Fall 2019

FYS 100RRR – Philosophy of War

M & W – 5:00-6:15 – Tribble Hall A307

Clark Thompson

This course studies the implications of moral theory for the determination of when war is morally permissible and of how war is to be conducted if it is to be waged in a morally acceptable way.  Our questions include the following: To what extent is military action justified when used to address humanitarian crises, to promote liberal or democratic values, or to combat oppression by foreign countries of their own citizens? Can a meaningful distinction be drawn between combatants and noncombatants? Should a defense of superior orders shield military subordinates from accountability for illegal acts they commit in war? To what extent are citizens in a democracy responsible for their state’s decision to go to war?

PHI 111A (95749) – Basic Problems of Philosophy (Freshman Only)

T & TR – 9:30-10:45 – Tribble Hall A306

Christian Miller

This course will be concerned with some of the most challenging and interesting questions in all of human experience.
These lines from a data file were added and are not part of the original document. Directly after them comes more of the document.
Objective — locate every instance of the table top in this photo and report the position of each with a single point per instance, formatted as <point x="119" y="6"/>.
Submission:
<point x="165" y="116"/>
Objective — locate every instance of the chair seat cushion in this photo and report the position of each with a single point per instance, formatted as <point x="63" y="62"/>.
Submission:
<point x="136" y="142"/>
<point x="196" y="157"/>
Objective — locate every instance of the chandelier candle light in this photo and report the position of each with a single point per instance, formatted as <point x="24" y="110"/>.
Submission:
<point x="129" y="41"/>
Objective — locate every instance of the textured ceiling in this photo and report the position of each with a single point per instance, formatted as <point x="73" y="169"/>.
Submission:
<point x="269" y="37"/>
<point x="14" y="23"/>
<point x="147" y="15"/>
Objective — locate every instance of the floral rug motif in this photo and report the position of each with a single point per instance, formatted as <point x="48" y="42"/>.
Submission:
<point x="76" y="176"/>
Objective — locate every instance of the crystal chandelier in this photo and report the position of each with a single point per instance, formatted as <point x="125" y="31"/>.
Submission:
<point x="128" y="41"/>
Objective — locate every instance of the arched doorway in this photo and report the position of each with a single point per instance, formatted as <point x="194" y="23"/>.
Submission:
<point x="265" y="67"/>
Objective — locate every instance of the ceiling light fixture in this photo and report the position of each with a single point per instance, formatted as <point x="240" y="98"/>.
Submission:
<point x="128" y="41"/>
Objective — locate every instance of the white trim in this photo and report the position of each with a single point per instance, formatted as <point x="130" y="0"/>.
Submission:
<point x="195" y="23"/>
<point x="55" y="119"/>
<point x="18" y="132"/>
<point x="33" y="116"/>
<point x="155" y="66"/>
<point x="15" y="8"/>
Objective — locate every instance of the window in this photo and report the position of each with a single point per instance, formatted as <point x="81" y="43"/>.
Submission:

For example, we will consider some of the arguments for the existence of God, whether God would allow evil to exist, whether faith is compatible with reason, whether there is an objective morality, whether we should be moral at the expense of self-interest, whether the death penalty is morally permissible, and what we should do about famine. In each case, we will examine particular questions not only with an aim at arriving at the truth, but also with an aim at determining what relevance these questions have to our ordinary lives.  The text will be Joel Feinberg and Russ Shafer-Landau, Reason and Responsibility (Wadsworth Press, most recent edition) and our readings will be drawn from both classic and contemporary sources.

PHI 111D (95753) – Basic Problems of Philosophy

T & TR – 11:00-12:15 – Tribble Hall A306

Francisco Gallegos

This course aims to introduce students to the discipline of philosophy. Philosophy is the activity of wrestling with life’s Big Questions, such as questions about the fundamental nature of reality, knowledge, morality, and meaning. Students will grapple with these questions as they relate to a wide variety of topics—including death, God, power, privilege, oppression, race, gender, education, happiness, and love—and become acquainted with the work of fascinating historical and contemporary philosophers. Throughout the semester, students will have an opportunity to discover, refine, and articulate their own core philosophical views and practice engaging constructively with the philosophical views of others.  

PHI 111B (95751) – Basic Problems of Philosophy

M, W, & F – 10:00-10:50 – Tribble Hall DeTamble (A110)

Staff

Examines the basic concepts of several representative philosophers, including their accounts of the nature of knowledge, persons, God, mind, and matter.

PHI 111C (95752) – Basic Problems of Philosophy

M, W, & F – 11:00-11:50 – Tribble Hall A304

Staff

Examines the basic concepts of several representative philosophers, including their accounts of the nature of knowledge, persons, God, mind, and matter.

PHI 111E (95759) – Basic Problems of Philosophy

M, W, & F – 2:00-2:50 – Tribble Hall A306

Staff

Examines the basic concepts of several representative philosophers, including their accounts of the nature of knowledge, persons, God, mind, and matter.

PHI 111F (97393) – Basic Problems of Philosophy

M, W, & F – 11-11:50 – Tribble DeTamble Auditorium

Staff

Examines the basic concepts of several representative philosophers, including their accounts of the nature of knowledge, persons, God, mind, and matter.

PHI 111G (97394) – Basic Problems of Philosophy

M, W, & F – 1:00-1:50 – Greene 311

Staff

Examines the basic concepts of several representative philosophers, including their accounts of the nature of knowledge, persons, God, mind, and matter.